Force est de le constater, depuis maintenant près d'un an, nous tâtonnons, qu'il s'agisse de la présence réduite des députés dans l'hémicycle, nécessaire mais évidemment source des frustrations, ou du vote des amendements, qui, de facto, n'est plus effectif pour nos collègues qui ne peuvent être présents, non pas parce qu'ils ne le veulent pas, mais parce qu'ils ne le peuvent pas au regard de la jauge sanitaire.

Malgré ces tâtonnements, notre assemblée fait partie des parlements qui n'ont jamais arrêté de siéger et qui, sans doute, ont peut-être même le plus siégé pendant la crise sanitaire. Ainsi, certains parlements ont limité leur session à l'examen de textes d'urgence, voire même ont tout simplement cessé de siéger.

Dans la proposition de résolution, vous proposez trois dispositifs. Le premier permet aux députés absents de participer aux débats. Le deuxième, sur lequel je reviendrai, ouvre la possibilité du vote à distance pour certains types de scrutins très limités.

Enfin, vous proposez une boîte à outils bienvenue qui permettra d'adapter les différents outils mis à la disposition des députés, comme les questions écrites ou les contributions écrites, afin de faire face aux crises futures.

Parce qu'il me paraît indispensable qu'un régime d'exception ne s'éternise pas, je vous ai proposé, lors de la conférence des présidents du 12 novembre 2020 – vous l'avez rappelé tout à l'heure – , de faire en sorte que chaque restriction des droits des parlementaires soit encadrée. Il n'a pas été possible de le faire en prévoyant une saisine du Conseil constitutionnel, mais vous avez introduit une clause de revoyure obligatoire par la conférence des présidents, tous les quinze jours à compter de l'adoption de telles mesures ; je vous en remercie, monsieur le rapporteur, et je pense que cette solution est satisfaisante.

Il s'agit cependant de règles d'exception qui comportent des risques pour notre démocratie. Je voudrais ici en mentionner quelques-uns.

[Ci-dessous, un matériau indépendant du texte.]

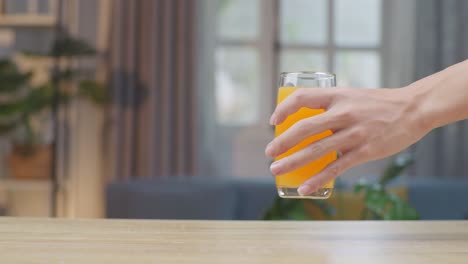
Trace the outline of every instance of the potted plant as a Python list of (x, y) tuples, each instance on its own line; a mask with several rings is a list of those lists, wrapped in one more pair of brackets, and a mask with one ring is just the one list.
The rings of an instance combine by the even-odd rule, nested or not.
[(32, 60), (54, 58), (62, 67), (51, 71), (53, 76), (49, 79), (54, 79), (54, 83), (49, 80), (36, 86), (31, 83), (32, 72), (21, 71), (13, 60), (0, 60), (0, 136), (7, 137), (11, 143), (7, 161), (15, 178), (45, 179), (52, 170), (48, 136), (55, 87), (59, 107), (79, 97), (103, 105), (108, 96), (104, 85), (84, 79), (71, 66), (73, 59), (95, 54), (86, 42), (66, 37), (56, 41), (47, 54), (25, 54)]

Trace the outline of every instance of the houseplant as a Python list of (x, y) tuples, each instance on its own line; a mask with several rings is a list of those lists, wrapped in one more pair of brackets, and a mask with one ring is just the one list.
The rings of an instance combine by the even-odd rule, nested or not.
[[(98, 105), (107, 103), (105, 86), (84, 79), (80, 70), (72, 67), (74, 59), (95, 54), (86, 42), (66, 37), (55, 41), (47, 54), (25, 54), (31, 60), (54, 58), (59, 62), (61, 67), (51, 71), (53, 76), (49, 78), (55, 78), (59, 106), (66, 106), (79, 97)], [(50, 80), (33, 85), (32, 77), (33, 72), (22, 72), (13, 60), (0, 60), (0, 136), (7, 137), (12, 145), (7, 160), (11, 174), (20, 179), (44, 179), (52, 169), (47, 130), (55, 86)]]

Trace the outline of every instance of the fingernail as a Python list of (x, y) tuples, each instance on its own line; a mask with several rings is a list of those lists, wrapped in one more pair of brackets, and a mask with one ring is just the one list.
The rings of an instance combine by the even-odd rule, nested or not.
[(312, 188), (309, 185), (302, 185), (297, 189), (299, 195), (308, 195), (312, 192)]
[(265, 154), (268, 156), (268, 157), (274, 157), (275, 156), (275, 153), (273, 151), (273, 144), (270, 142), (266, 149), (265, 149)]
[(278, 175), (281, 172), (281, 162), (279, 161), (273, 162), (270, 166), (270, 171), (273, 174)]
[(276, 125), (276, 122), (278, 121), (277, 119), (278, 118), (276, 117), (275, 113), (273, 113), (270, 117), (270, 125), (272, 126)]

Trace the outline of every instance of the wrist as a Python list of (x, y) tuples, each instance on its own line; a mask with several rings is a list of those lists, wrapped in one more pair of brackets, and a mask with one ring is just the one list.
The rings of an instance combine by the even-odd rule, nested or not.
[(412, 83), (405, 87), (408, 92), (408, 109), (411, 122), (425, 133), (442, 125), (440, 115), (433, 107), (432, 87), (424, 80)]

En premier lieu, selon la proposition de résolution, la décision d'adapter les modalités de participation et de vote des députés reviendrait à la conférence des présidents : de fait, elle reposerait essentiellement sur le groupe majoritaire. Peut-être aurions-nous pu la conditionner à une approbation à la majorité qualifiée des groupes, comme cela a été dit tout à l'heure. Quoi qu'il en soit, la clause de revoyure nous permettra de mener à bien un suivi très précis en la matière.

Un second point me chagrine un peu plus ; il a trait à l'absence de solutions permettant un véritable vote à distance, en particulier le vote électronique. Certes, vous l'avez rappelé, votre proposition de résolution le rend possible pour deux types de scrutin, sur décision de la conférence des présidents : les votes solennels sur l'ensemble d'un texte, ainsi que ceux portant sur une déclaration du Gouvernement, en application de l'article 50-1 de la Constitution. Seraient donc exclus les votes sur les amendements et sur les articles des textes en discussion. Or il faut bien admettre que l'essence de notre travail parlementaire réside dans ce type de votes. Sur ce point, vous ne formulez pas de proposition concrète et nous le regrettons.

Pourtant, le vote à distance est pratiqué dans plusieurs parlements en Europe, notamment dans le cadre de cette crise. Par exemple, au début de la crise, la chambre des représentants belge a modifié dans l'urgence son règlement pour permettre le vote à distance en commission, soit à main levée – en visioconférence – , soit par un vote nominal réalisé verbalement à l'aide d'un logiciel de visioconférence.

Monsieur le rapporteur, je vous entends déjà me dire que la Constitution ne le permet pas. Néanmoins, je persiste à penser que l'Assemblée nationale doit rapidement s'atteler à rendre possible un tel dispositif.

Nous sommes bien entendu conscients de la difficulté qu'il y a à adapter notre règlement en période de crise : il s'agit de trouver un compromis entre l'exigence de protection face à des circonstances exceptionnelles et la nécessité de continuer à exercer la démocratie. C'est pourquoi le groupe Socialistes et apparentés n'a pas déposé d'amendements sur votre proposition de résolution et la votera.